Admittedly, we’ve never had the opportunity to test the 2003 Honda Accord in combat against a Dune-esque, highly phallic Thresher Maw—the apex predator of the Mass Effect universe’s menagerie of hostile wildlife—but our instinct is that the all-purpose vehicle would acquit itself well. While it lacks the Mako’s giant worm-killing turret, the ubiquity of Honda dealerships in the United States (and, presumably, in Future Space) means that any maintenance needs heralded by the Thresher Maw’s acidic spit should be pretty easy to address. And while the Accord’s killing power is, admittedly, somewhat diminished in comparison to the flying tank, it triumphs over the Mako both in number of cupholders, and in the presence of a pretty good CD player for when the crew is feeling a little burnt out on all those booming, inspirational Jack Wall synths.

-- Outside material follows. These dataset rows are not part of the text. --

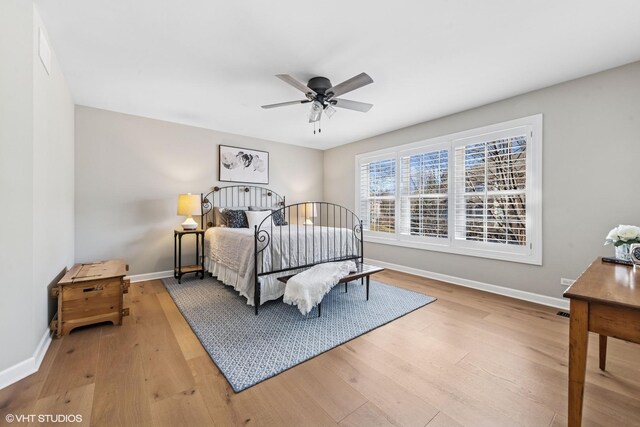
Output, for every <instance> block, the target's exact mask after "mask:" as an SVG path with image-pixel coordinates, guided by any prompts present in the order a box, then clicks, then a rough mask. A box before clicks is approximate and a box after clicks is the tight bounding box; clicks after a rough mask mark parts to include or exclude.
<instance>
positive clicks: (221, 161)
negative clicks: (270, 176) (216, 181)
mask: <svg viewBox="0 0 640 427" xmlns="http://www.w3.org/2000/svg"><path fill="white" fill-rule="evenodd" d="M218 161H219V165H218V180H219V181H223V182H244V183H251V184H269V152H268V151H261V150H254V149H251V148H242V147H234V146H231V145H222V144H220V145H219V149H218Z"/></svg>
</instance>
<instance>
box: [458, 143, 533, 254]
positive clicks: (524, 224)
mask: <svg viewBox="0 0 640 427" xmlns="http://www.w3.org/2000/svg"><path fill="white" fill-rule="evenodd" d="M526 156H527V136H526V134H522V135H517V136H509V137H500V138H495V139H492V138H490V137H489V138H488V140H486V142H474V143H470V144H466V145H462V146H458V147H456V148H455V159H456V165H455V166H456V168H455V170H456V173H455V186H456V187H455V188H456V198H455V219H456V221H455V238H456V239H457V240H467V241H478V242H486V243H498V244H507V245H516V246H524V245H526V243H527V223H526V219H527V211H526V206H527V205H526V188H527V186H526V185H527V182H526V176H527V162H526V160H527V159H526Z"/></svg>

And, sure: While the Honda’s totally sufficient suspension system probably wouldn’t hold up to jumping down giant mountains, or trying to trudge up a sheer rock cliff, there’s an easy fix to that, too: Replace those wild alien landscapes with some nice, flat surfaces—maybe a Wal-Mart parking lot, which would still be huge and sprawling, but a whole lot less of a pain in the ass to navigate, and far less of a time suck than Mass Effect 1 completion currently is.
Look: No one’s saying this change would be easy. At the very least, the Honda people would probably have to be consulted, out of politeness, if nothing else. But the Mass Effect games aren’t about taking the easy way out of problems, are they? No, they’re about the bold new beautiful future, one in which humanity leads the way into the far expanses of the imagination, charging into the darkness to leave a beacon for those who come after. And when you’re the vanguard (or sentinel, engineer, etc.) of a bold new generation of explorers breaking the bounds of conventional wisdom, don’t you deserve to ride in style?